Personal information
- Full name: Frederick Arthur Laws
- Born: 21 July 1877 Birmingham, Warwickshire, England
- Died: 1 April 1954 (aged 76) Wellington, New Zealand
- Bowling: Fast-medium

Domestic team information
- 1896/97: Wellington
- 1897/98: Hawke's Bay
- 1905/06–1909/10: Wellington

Career statistics
| Competition | First-class |
| Matches | 12 |
| Runs scored | 233 |
| Batting average | 14.56 |
| 100s/50s | 0/0 |
| Top score | 47 |
| Balls bowled | 750 |
| Wickets | 9 |
| Bowling average | 35.33 |
| 5 wickets in innings | 0 |
| 10 wickets in match | 0 |
| Best bowling | 3/20 |
| Catches/stumpings | 10/– |
- Source: Cricinfo, 6 March 2018

= Fred Laws (cricketer) =

New Zealand cricketer

Frederick Arthur Laws (21 July 1877 – 1 April 1954) was a cricketer who played first-class cricket for Wellington in New Zealand from 1897 to 1910, and one match for Hawke's Bay in 1898.

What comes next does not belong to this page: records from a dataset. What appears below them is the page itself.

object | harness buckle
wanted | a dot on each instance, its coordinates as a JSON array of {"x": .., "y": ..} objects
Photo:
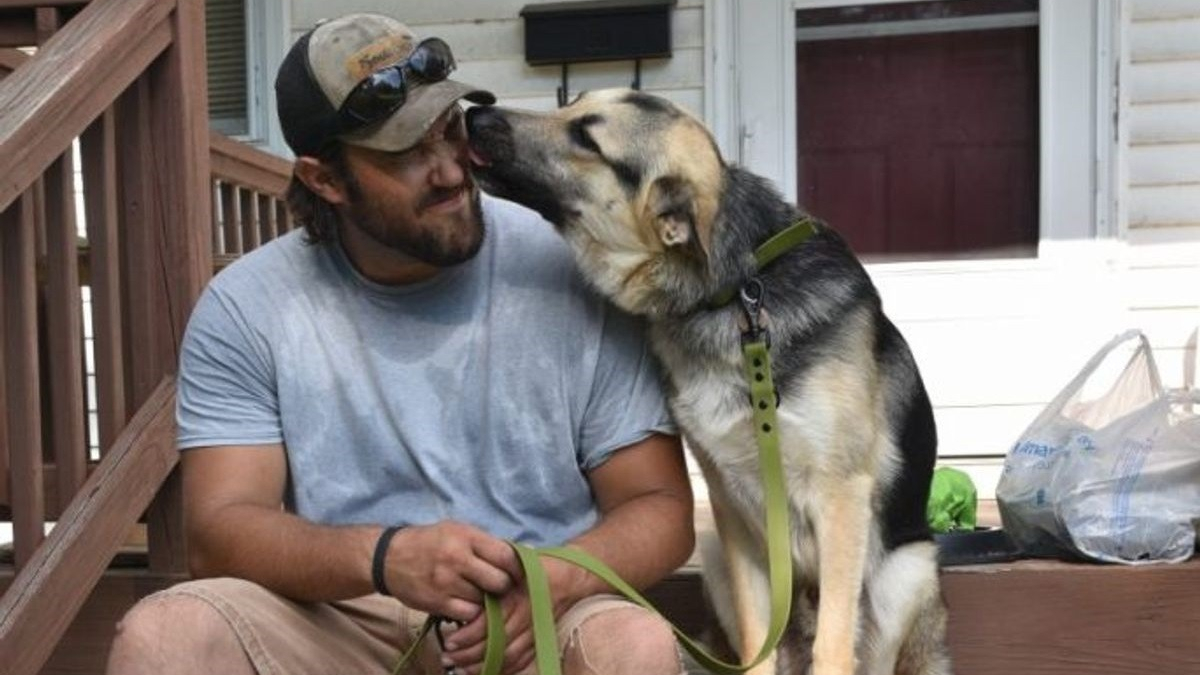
[{"x": 751, "y": 298}]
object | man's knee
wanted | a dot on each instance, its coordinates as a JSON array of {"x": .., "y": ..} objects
[
  {"x": 169, "y": 632},
  {"x": 623, "y": 640}
]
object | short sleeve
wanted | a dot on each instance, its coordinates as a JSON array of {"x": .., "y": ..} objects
[
  {"x": 627, "y": 402},
  {"x": 227, "y": 392}
]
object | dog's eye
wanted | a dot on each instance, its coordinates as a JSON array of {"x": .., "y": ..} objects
[{"x": 580, "y": 136}]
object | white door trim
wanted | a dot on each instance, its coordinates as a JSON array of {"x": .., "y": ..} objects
[{"x": 751, "y": 105}]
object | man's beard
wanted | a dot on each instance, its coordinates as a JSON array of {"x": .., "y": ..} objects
[{"x": 420, "y": 243}]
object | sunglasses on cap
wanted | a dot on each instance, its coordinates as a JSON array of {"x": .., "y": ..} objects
[{"x": 382, "y": 93}]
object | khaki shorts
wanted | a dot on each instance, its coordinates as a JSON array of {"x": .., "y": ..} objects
[{"x": 357, "y": 637}]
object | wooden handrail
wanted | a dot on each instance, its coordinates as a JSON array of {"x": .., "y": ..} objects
[
  {"x": 247, "y": 166},
  {"x": 71, "y": 79},
  {"x": 48, "y": 592}
]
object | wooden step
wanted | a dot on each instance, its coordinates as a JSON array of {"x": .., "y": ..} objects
[{"x": 1032, "y": 617}]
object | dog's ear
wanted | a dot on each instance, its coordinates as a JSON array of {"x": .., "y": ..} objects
[{"x": 672, "y": 208}]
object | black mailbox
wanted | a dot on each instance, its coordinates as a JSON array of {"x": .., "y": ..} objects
[{"x": 598, "y": 30}]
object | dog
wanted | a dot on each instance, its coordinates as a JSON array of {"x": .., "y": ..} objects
[{"x": 661, "y": 223}]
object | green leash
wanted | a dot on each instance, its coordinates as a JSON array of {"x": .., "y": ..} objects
[{"x": 756, "y": 363}]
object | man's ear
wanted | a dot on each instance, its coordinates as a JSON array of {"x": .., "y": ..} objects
[
  {"x": 672, "y": 208},
  {"x": 321, "y": 179}
]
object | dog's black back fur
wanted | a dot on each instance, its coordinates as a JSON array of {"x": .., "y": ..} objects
[{"x": 808, "y": 292}]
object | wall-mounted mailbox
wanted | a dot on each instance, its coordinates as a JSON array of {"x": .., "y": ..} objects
[{"x": 597, "y": 30}]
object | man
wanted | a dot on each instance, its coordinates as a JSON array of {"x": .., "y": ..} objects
[{"x": 371, "y": 407}]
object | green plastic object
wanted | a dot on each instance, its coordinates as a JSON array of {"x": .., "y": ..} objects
[{"x": 952, "y": 501}]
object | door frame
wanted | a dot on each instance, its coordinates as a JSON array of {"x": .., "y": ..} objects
[{"x": 751, "y": 106}]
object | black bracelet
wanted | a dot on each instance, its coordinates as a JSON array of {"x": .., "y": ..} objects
[{"x": 379, "y": 560}]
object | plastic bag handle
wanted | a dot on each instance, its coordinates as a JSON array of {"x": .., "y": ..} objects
[{"x": 1075, "y": 384}]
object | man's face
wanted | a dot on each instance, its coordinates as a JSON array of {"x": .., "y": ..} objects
[{"x": 421, "y": 202}]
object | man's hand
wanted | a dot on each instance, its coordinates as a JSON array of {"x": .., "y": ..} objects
[
  {"x": 445, "y": 568},
  {"x": 465, "y": 646}
]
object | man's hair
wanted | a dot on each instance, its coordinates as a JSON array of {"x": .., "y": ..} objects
[{"x": 311, "y": 210}]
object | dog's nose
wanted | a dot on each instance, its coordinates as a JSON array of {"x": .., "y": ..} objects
[{"x": 486, "y": 120}]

An opening bowler and middle-order batsman, Laws's best performance came in Wellington's match against the touring MCC in 1906-07. He took five wickets in the drawn match, showing a "promising turn of speed", and top-scored for Wellington with 47 with some bold stroke play. After he retired from playing he became an umpire, standing in one Plunket Shield match in 1912-13.

He also represented Wellington at rugby union, and was later a referee. He worked as a saddler and leather merchant in Wellington, and also sold sporting goods.